Por isso, o conjunto dessas propostas pode não ser suficiente para promover um ajuste e ao mesmo tempo criar espaço fiscal que garanta o investimento e o funcionamento da máquina pública e o atendimento de novas demandas por gastos. É necessária uma reflexão sobre toda a estrutura das despesas, em especial das despesas obrigatórias sujeitas ao teto (como previdência, gastos com pessoal, subsídios e subvenções, benefícios diversos, despesas de fundos, entre outros).

A partir de 2023, os efeitos fiscais da reforma da previdência serão mais vigorosos.

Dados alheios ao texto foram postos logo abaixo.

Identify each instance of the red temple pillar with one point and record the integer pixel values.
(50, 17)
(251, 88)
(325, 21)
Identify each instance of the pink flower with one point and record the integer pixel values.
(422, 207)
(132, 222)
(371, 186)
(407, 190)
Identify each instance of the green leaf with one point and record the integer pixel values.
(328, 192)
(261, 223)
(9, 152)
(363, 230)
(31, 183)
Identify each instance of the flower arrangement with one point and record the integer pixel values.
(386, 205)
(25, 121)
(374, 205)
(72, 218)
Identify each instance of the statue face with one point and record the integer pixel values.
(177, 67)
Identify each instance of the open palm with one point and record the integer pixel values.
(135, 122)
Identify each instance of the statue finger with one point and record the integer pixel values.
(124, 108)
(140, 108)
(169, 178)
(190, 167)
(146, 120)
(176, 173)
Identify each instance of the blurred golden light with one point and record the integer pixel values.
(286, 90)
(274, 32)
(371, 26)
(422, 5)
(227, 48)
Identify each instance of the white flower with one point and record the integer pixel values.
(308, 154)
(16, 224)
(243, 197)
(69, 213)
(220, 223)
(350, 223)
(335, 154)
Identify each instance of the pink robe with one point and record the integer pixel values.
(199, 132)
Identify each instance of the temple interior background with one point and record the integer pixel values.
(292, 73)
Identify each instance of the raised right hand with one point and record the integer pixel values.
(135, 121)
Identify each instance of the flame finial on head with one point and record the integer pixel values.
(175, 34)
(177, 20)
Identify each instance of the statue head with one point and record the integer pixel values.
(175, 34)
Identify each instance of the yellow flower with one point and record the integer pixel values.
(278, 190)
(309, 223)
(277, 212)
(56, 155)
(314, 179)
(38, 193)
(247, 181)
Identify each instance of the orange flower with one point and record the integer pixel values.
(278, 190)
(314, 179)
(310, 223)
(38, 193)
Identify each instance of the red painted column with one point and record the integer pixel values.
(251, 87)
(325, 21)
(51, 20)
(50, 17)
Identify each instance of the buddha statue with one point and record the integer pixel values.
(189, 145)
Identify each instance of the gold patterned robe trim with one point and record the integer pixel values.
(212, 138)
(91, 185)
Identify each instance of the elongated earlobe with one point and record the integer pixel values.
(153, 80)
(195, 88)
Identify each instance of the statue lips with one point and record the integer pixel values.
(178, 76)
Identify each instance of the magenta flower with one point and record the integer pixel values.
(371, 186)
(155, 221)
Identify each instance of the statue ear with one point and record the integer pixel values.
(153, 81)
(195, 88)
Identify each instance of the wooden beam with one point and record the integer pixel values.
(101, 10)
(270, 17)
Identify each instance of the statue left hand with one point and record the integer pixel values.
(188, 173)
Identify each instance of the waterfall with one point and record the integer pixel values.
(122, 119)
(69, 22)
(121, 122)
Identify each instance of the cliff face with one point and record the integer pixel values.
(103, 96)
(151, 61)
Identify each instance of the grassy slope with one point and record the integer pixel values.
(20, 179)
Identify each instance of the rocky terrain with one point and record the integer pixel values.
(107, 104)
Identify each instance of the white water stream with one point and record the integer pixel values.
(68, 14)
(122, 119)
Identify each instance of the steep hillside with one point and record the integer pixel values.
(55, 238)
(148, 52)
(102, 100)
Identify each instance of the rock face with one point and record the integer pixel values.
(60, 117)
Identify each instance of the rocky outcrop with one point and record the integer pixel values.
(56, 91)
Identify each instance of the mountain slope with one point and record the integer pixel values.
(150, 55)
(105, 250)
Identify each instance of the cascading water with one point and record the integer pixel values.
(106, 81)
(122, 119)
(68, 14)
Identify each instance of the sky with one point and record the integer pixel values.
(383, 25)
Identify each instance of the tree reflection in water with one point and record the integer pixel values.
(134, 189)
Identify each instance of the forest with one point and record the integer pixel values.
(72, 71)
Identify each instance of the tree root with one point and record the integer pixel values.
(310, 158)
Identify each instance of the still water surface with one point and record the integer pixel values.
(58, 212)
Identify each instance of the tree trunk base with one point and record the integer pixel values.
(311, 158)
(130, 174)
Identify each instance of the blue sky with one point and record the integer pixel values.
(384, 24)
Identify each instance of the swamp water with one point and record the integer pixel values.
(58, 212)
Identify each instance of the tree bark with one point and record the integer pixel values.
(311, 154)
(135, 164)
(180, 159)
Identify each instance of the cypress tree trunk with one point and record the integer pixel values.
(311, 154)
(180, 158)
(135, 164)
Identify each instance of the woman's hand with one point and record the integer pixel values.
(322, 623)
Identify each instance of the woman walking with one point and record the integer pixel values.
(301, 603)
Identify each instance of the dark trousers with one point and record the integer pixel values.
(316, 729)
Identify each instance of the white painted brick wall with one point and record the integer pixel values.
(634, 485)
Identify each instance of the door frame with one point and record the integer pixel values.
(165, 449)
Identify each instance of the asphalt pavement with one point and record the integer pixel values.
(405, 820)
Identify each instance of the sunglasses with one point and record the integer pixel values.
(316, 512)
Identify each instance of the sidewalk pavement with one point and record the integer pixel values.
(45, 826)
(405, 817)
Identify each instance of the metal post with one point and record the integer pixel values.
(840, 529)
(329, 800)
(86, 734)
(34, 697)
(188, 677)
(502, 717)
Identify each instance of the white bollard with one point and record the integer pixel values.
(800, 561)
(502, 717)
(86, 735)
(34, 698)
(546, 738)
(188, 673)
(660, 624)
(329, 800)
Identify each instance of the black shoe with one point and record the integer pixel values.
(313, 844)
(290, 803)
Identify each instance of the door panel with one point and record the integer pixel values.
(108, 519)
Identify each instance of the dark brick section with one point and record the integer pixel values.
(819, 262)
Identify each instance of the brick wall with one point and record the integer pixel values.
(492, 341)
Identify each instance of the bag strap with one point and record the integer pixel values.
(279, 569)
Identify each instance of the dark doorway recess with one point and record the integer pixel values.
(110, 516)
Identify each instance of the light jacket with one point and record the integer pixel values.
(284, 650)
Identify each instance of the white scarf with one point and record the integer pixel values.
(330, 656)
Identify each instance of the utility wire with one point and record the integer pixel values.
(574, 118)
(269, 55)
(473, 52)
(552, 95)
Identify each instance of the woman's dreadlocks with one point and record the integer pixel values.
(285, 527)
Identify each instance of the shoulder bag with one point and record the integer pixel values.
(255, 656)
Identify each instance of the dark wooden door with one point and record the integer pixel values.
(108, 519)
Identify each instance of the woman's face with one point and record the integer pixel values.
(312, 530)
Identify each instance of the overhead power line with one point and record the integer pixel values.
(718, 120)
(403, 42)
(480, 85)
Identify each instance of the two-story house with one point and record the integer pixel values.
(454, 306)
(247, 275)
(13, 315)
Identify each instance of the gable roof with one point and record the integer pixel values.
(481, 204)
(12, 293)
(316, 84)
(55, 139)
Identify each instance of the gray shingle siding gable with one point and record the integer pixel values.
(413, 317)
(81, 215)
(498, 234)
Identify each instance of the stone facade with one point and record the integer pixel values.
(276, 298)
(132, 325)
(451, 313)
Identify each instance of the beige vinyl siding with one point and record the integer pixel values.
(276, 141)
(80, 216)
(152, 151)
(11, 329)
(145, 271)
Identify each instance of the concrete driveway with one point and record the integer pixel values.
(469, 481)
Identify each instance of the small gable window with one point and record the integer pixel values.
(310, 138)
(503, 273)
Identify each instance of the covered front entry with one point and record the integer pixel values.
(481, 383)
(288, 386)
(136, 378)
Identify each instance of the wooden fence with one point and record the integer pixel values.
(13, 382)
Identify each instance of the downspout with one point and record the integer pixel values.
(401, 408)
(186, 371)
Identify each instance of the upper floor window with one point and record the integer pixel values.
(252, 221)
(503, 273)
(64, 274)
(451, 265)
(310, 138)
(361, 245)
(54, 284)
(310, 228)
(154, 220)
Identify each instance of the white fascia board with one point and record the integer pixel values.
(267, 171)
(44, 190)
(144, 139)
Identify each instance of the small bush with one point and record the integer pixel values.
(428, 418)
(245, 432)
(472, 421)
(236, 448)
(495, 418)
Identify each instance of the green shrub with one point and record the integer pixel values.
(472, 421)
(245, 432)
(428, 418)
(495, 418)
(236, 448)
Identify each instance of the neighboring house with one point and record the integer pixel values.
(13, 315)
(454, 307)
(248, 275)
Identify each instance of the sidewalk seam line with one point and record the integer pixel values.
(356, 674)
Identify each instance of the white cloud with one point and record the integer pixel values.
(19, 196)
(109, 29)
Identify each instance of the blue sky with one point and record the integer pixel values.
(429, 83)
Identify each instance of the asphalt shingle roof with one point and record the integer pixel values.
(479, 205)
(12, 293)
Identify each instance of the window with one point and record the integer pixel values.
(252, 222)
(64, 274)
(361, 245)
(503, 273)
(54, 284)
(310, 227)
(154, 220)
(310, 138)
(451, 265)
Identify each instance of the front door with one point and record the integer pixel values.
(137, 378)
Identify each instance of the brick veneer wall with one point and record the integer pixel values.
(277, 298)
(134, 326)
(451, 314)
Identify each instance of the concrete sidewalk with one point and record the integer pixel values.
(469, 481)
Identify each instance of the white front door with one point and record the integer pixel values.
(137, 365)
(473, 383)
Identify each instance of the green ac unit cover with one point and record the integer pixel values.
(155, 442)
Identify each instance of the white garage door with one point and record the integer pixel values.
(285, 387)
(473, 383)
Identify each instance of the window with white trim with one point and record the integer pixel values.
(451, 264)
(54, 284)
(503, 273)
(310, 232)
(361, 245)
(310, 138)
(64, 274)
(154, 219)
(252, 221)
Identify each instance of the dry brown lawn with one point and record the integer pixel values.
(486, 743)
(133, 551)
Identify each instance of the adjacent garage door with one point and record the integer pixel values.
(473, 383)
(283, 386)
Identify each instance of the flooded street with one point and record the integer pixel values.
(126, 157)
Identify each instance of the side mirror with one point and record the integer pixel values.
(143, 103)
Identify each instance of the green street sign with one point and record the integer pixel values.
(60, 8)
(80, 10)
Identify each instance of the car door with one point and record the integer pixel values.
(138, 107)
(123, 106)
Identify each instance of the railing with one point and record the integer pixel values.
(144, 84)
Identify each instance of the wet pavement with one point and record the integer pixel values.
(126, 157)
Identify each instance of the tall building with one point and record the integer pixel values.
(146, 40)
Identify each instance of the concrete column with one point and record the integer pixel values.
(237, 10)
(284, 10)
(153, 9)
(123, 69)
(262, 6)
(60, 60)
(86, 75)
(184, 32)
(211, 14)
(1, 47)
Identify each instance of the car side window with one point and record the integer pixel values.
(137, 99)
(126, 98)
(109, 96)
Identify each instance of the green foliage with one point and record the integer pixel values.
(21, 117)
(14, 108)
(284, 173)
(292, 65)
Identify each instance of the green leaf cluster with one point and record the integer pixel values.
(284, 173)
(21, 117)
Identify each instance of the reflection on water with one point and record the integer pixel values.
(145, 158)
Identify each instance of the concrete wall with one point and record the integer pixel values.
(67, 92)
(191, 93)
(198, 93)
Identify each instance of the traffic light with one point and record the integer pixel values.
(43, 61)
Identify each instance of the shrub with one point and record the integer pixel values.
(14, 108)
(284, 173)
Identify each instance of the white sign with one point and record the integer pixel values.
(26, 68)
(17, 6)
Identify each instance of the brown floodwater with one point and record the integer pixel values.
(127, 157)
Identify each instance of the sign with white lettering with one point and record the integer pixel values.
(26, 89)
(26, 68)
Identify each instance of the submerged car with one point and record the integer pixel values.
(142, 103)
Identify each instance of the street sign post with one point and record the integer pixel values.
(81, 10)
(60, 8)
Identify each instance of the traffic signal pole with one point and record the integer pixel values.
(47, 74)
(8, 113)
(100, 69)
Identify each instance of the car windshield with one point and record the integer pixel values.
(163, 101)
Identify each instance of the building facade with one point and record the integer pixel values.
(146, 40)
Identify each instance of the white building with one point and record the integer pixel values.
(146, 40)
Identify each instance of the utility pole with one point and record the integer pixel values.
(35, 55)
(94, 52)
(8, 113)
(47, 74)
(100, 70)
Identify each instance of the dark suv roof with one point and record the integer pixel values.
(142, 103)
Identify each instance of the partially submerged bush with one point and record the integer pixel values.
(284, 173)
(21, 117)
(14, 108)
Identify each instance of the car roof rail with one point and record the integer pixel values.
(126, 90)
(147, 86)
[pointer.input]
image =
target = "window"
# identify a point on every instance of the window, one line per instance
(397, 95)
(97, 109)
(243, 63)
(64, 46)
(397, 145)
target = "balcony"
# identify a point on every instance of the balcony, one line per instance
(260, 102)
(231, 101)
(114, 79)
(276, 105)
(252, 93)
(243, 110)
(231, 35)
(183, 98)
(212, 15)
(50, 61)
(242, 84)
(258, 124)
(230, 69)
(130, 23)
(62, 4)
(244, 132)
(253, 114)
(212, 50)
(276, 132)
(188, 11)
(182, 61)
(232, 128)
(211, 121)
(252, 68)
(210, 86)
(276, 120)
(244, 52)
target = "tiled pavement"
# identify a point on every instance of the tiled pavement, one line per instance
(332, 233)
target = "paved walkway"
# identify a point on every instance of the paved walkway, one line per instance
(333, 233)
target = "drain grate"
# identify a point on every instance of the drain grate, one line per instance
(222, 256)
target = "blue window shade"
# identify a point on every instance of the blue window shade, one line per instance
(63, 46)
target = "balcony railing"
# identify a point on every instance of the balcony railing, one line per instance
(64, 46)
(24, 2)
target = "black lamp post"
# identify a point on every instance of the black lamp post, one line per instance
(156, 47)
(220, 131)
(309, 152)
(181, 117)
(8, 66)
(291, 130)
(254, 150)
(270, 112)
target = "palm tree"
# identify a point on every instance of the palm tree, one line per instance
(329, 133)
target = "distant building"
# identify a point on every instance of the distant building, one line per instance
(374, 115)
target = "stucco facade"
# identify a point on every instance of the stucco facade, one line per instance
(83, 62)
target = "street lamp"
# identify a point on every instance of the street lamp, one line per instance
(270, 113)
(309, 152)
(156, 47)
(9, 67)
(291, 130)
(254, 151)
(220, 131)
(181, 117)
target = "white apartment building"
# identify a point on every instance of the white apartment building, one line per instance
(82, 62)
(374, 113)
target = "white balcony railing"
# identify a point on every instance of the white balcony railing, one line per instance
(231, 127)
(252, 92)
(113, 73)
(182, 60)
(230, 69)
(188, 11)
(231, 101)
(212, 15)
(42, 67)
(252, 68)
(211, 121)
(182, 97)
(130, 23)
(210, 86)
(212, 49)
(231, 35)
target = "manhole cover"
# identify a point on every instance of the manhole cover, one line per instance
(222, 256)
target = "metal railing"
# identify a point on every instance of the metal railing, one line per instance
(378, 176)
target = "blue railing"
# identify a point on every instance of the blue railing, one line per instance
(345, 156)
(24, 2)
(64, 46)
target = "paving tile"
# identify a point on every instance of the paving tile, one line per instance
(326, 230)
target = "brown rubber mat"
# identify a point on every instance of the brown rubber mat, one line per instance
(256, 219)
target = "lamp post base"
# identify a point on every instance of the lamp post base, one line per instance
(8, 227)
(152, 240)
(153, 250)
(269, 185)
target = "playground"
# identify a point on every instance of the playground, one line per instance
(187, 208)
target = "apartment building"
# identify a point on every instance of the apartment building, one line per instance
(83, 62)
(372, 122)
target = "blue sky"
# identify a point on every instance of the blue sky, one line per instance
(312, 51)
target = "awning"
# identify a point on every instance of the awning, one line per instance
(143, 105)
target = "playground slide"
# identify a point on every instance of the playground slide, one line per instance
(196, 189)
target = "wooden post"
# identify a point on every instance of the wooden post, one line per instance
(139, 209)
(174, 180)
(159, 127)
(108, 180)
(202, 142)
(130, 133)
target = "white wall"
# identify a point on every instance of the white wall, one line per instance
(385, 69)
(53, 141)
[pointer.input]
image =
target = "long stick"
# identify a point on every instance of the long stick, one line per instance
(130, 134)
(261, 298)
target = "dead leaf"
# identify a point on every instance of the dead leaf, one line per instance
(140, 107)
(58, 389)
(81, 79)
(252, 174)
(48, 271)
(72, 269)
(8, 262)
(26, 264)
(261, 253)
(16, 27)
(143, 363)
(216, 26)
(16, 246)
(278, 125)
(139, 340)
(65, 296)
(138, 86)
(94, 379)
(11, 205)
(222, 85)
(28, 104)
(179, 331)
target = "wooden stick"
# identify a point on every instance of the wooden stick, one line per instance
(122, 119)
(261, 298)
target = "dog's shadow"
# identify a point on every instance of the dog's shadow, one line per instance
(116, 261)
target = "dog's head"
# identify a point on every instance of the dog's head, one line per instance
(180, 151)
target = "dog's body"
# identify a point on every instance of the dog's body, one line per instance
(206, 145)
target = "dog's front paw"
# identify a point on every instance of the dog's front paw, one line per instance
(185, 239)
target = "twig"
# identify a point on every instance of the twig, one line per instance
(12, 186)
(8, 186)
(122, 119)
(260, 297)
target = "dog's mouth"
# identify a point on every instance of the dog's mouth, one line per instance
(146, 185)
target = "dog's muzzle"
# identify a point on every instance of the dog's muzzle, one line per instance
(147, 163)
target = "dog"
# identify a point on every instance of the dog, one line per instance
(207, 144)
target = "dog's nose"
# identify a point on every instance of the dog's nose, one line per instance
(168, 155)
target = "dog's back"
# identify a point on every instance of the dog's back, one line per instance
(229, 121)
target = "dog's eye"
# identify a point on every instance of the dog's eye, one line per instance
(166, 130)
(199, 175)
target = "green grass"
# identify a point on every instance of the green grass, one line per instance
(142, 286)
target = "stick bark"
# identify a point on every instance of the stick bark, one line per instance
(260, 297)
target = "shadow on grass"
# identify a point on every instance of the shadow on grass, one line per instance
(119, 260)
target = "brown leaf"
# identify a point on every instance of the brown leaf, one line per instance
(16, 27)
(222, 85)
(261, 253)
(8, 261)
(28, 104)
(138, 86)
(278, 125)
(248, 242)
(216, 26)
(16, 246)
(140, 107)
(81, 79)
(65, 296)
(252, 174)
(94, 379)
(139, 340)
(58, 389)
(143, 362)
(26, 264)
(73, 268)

Até lá, precisamos combinar medidas urgentes e temporárias com reformas definitivas, para viabilizar o equilíbrio fiscal e a manutenção dos investimentos e serviços do governo federal.

No campo das medidas urgentes e temporárias, teríamos a combinação do acionamento das vedações do teto de gastos, com a desindexação de despesas obrigatórias por dois anos.

A possibilidade de redução de jornada com redução de remuneração abriria espaço de, aproximadamente, R$ 7 bilhões em 2021 e 2022. Adicionando às PECs em tramitação, o não reajuste nominal do salário mínimo para quem ganha acima do salário mínimo, por dois exercícios, abriria espaço de aproximadamente R$ 20 bilhões em 2021 e R$ 40 bilhões em 2022, pelo crescimento abaixo da inflação de despesas previdenciárias vinculadas ao mínimo.

A instituição de auditoria e maior rigor nas regras de concessão do Benefício de Prestação Continuada (BPC), aposentadoria rural seguro defeso e de outros benefícios previdenciários e assistenciais, para excluir fraudes e benefícios indevidos, também teria impacto substancial, a exemplo dos ganhos observados nas recentes auditorias do Auxílio Doença.

A maior focalização dos programas assistenciais com a incorporação ao Bolsa Família do Abono Salarial e do Seguro Defeso (dois programas sem impacto na redução da pobreza e com graves problema de gestão) representaria um espaço de mais de R$ 20 bilhões para que se ponha em prática a tão demandada expansão da política de transferência de renda.

A combinação de medidas duras, porém temporárias, com reformas permanentes que visem melhorar a relação custo-benefício das políticas públicas pode viabilizar a transição até 2023, quando o início de um novo mandato presidencial dará impulso renovado ao processo de reforma do Estado, ao mesmo tempo em que os efeitos da reforma da previdência se farão sentir de modo mais intenso.

É indispensável aumentar a eficiência da máquina pública por meio da reforma administrativa. Da mesma forma, é inadiável criar um ambiente de negócios mais favorável ao crescimento econômico por meio de uma reforma tributária. Com isso, conjugaremos ajuste fiscal com aumento de produtividade da economia, com impacto positivo no potencial de crescimento.

O descumprimento do teto de gastos para acionamento dos gatilhos não é a atitude correta para o momento, e implicaria sérios efeitos colaterais, políticos, fiscais e econômicos. Afinal, quem vai correr o risco de desrespeitar a Constituição? Só reafirmando a estabilidade fiscal, enfrentando a verdadeira causa dos problemas e implementando reformas estruturais vamos assegurar a retomada da economia.